C’est en 1951 déjà que deux chimistes américains synthétisent une molécule aussi miraculeusement insecticide que l’avait été le DDT et qui est aussitôt utilisée avec succès contre la Solenopsis invicta, la fourmi de feu, qui menaçait les plaines céréalières des Etats-Unis. Cette molécule, le chlordécone, fut toutefois commercialisée sous divers autres noms, dont Kerone et Curlone. Dès 1963, une chercheuse démontra que cette molécule était très toxique pour la souris et la poule. En 1975, elle causa des troubles neurologiques graves à de nombreuses personnes aux Etats-Unis qui décidèrent de l’interdire en 1976.

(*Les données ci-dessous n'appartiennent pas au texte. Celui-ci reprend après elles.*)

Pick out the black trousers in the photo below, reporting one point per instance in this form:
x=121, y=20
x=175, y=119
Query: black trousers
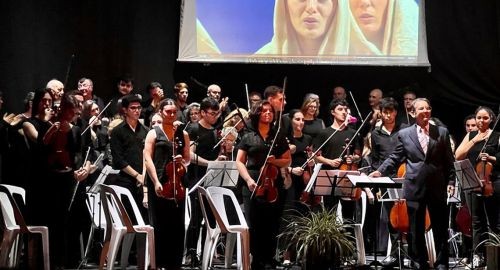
x=416, y=237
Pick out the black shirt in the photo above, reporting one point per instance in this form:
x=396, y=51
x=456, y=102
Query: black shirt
x=383, y=145
x=335, y=146
x=127, y=146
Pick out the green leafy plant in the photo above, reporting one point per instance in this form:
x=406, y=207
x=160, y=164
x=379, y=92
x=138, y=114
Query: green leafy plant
x=493, y=240
x=318, y=235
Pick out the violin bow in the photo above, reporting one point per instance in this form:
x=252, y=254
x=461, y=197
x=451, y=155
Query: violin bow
x=68, y=70
x=274, y=139
x=95, y=119
x=354, y=136
x=487, y=140
x=355, y=105
x=248, y=96
x=78, y=182
x=322, y=145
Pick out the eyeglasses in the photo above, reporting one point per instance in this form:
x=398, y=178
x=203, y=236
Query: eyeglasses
x=171, y=112
x=212, y=113
x=135, y=108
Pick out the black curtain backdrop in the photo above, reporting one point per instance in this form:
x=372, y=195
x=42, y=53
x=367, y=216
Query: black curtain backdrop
x=113, y=37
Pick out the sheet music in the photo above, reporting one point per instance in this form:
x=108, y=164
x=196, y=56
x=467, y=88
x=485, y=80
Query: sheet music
x=358, y=180
x=222, y=174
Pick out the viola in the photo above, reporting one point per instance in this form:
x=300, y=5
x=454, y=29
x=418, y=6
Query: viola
x=266, y=189
x=173, y=189
x=483, y=170
x=399, y=217
x=306, y=197
x=463, y=220
x=401, y=173
x=59, y=157
x=344, y=166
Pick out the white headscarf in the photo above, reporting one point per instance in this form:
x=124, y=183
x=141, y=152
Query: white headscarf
x=400, y=33
x=285, y=41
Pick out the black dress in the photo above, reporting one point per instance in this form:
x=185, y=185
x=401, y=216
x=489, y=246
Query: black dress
x=166, y=216
x=263, y=217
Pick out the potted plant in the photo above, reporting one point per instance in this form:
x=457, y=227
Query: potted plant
x=492, y=247
x=320, y=238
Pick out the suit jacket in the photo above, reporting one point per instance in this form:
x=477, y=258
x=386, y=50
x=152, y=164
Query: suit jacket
x=426, y=174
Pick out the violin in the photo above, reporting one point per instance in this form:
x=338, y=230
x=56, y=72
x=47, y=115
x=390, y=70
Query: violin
x=344, y=166
x=399, y=217
x=463, y=220
x=306, y=197
x=401, y=173
x=173, y=189
x=266, y=190
x=59, y=157
x=483, y=170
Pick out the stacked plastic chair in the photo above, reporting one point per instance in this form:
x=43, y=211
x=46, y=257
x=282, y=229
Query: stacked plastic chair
x=213, y=204
x=121, y=231
x=14, y=226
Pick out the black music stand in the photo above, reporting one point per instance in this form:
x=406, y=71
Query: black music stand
x=94, y=206
x=222, y=174
x=364, y=181
x=393, y=195
x=470, y=183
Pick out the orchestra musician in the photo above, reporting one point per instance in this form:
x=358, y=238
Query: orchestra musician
x=166, y=216
x=383, y=140
x=66, y=166
x=34, y=128
x=330, y=153
x=203, y=136
x=429, y=175
x=263, y=215
x=127, y=145
x=482, y=146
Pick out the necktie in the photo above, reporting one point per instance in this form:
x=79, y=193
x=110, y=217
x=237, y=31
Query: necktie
x=423, y=139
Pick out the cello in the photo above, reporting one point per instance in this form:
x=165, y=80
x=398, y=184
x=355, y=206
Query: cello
x=173, y=189
x=398, y=215
x=266, y=189
x=344, y=166
x=306, y=197
x=484, y=167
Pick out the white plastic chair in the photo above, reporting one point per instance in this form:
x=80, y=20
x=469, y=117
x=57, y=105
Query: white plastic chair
x=212, y=228
x=358, y=230
x=120, y=230
x=93, y=203
x=14, y=225
x=215, y=198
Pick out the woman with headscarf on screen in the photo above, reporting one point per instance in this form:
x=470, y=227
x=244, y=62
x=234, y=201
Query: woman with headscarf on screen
x=204, y=41
x=308, y=27
x=383, y=27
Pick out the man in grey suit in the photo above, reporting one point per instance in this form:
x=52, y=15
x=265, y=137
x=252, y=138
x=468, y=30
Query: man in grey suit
x=429, y=175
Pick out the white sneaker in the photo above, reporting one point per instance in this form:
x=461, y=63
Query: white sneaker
x=477, y=261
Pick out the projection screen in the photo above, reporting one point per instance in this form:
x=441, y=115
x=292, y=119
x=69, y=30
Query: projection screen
x=344, y=32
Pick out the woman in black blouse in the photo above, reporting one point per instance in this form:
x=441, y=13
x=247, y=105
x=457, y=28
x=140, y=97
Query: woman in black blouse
x=312, y=124
x=263, y=216
x=484, y=209
x=166, y=215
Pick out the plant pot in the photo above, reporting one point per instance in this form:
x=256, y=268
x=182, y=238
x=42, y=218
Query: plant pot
x=321, y=263
x=492, y=256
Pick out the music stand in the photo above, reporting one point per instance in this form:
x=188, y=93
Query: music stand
x=331, y=182
x=467, y=176
x=107, y=170
x=394, y=194
x=470, y=183
x=92, y=191
x=222, y=174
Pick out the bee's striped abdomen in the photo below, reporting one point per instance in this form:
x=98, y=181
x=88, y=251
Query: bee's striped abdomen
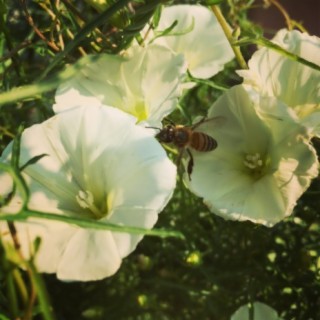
x=202, y=142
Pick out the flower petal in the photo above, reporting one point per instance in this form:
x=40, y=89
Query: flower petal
x=145, y=83
x=89, y=255
x=99, y=165
x=232, y=186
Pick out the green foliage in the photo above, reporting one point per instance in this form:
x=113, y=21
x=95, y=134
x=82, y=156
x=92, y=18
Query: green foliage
x=219, y=265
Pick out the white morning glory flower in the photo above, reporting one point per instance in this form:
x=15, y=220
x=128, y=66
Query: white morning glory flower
x=198, y=36
x=144, y=83
x=294, y=83
x=260, y=167
x=98, y=165
x=260, y=310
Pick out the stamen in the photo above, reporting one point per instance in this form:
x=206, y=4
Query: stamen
x=253, y=161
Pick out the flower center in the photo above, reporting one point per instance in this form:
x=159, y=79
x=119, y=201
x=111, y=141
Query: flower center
x=86, y=201
x=255, y=163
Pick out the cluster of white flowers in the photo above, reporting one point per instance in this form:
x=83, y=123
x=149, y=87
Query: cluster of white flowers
x=102, y=162
x=99, y=161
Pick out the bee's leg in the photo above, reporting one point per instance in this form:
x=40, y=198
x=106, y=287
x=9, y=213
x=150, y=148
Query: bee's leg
x=178, y=161
x=190, y=164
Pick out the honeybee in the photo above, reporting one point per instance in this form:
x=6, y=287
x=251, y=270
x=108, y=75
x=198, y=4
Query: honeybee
x=186, y=138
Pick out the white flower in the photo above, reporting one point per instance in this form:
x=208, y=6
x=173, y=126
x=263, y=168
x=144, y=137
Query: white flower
x=98, y=165
x=261, y=311
x=295, y=84
x=198, y=36
x=260, y=167
x=144, y=83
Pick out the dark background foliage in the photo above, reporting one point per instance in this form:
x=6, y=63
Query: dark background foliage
x=222, y=264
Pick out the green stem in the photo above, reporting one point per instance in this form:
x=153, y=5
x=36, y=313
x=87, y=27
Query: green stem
x=20, y=285
x=12, y=296
x=269, y=44
x=86, y=223
x=228, y=32
x=42, y=294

En France, les représentants de l’industrie chimique tentent d’obtenir, dès 1968, l’homologation du chlordécone afin de lutter contre le charançon des bananeraies des Antilles. En 1972, Jacques Chirac, alors ministre de l’Agriculture, lui accorde une autorisation provisoire. Le produit est massivement utilisé aux Antilles françaises. En 1977, le rapport Ségaroff et en 1978 le rapport Kermarrec démontrent qu’il s’agit d’un produit très stable, donc très durable, qui affecte gravement la faune locale. Néanmoins, vers la fin de 1981, l’autorité d’homologation, la Comtox, délivra une nouvelle autorisation de mise sur le marché munie de la signature d’Edith Cresson, alors ministre de l’Agriculture.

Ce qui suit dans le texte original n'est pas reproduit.